Beer

Uit Christipedia
Syrische bruine beer (ursus arctos syriacus)
Syrische bruine beer toont zijn tanden

De beer behoort tot de grotere roofdieren en komt in verschillende soorten voor, waarvan die van het heilige land de Syrische beer wordt genoemd.

Naam. De dierkundige naam van beren is Ursidae. De Syrische bruine beer heet ursus arctos syriacus. Een vrouwelijke beer wordt berin genoemd, vroeger beerin.

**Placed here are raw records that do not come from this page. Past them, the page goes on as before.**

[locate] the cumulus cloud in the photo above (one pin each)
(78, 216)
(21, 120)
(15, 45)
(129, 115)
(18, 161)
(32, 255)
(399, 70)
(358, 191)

Voedsel. Beren eten zowel planten als vlees.

Syrische beer. De Syrische beer, die tot het begin van de 20e eeuw in Israël voorkwam[1], heeft een bruingele kleur, gewelfd voorhoofd, ruige haren, lange snuit en bewoonde de bosrijke gebergten van Israël (en Syrië), vooral de Libanon, Hermon en Karmel, zonder twijfel die soort, waarvan David als herdersknaap er een doodde (1 Sam. 17: 34), en waardoor de 42 knapen, die Elisa bespotten, werden verscheurd (2 Kon. 2: 24).

Hij voedt zich met vlees en planten, en heeft een ietwat logge gang, omdat hij op de hele voetzool gaat; vandaar wellicht de Hebreeuwse naam 'sluipert', indien het niet zijn onhoorbaar loeren op de roof betekent. Hij bezit in zijn klauwen een buitengewone kracht en is, vooral in woede ontstoken, een verschrikkelijk dier, waarmee dan ook een dwaas in zijn gevaarlijke dwaasheid wordt vergeleken (Spr. 17: 12). Anders valt hij mensen niet aan.

Beeldspraak

De beer is een beeld van de sterkte en van de toorn. Husaï, de vriend van David, vergeleek de voor Absalom gevluchte David en zijn mannen vergelijkt met een berin die van haar jongen is beroofd (2 Sam. 17 : 8).

2Sa 17:8  Verder zei Husai: Ú kent uw vader en zijn mannen, dat zij helden zijn, en dat zij bitter van gemoed zijn, zoals een beer die in het veld van jongen beroofd is. Bovendien is uw vader een strijdbare man en zal hij niet overnachten bij het volk. (HSV)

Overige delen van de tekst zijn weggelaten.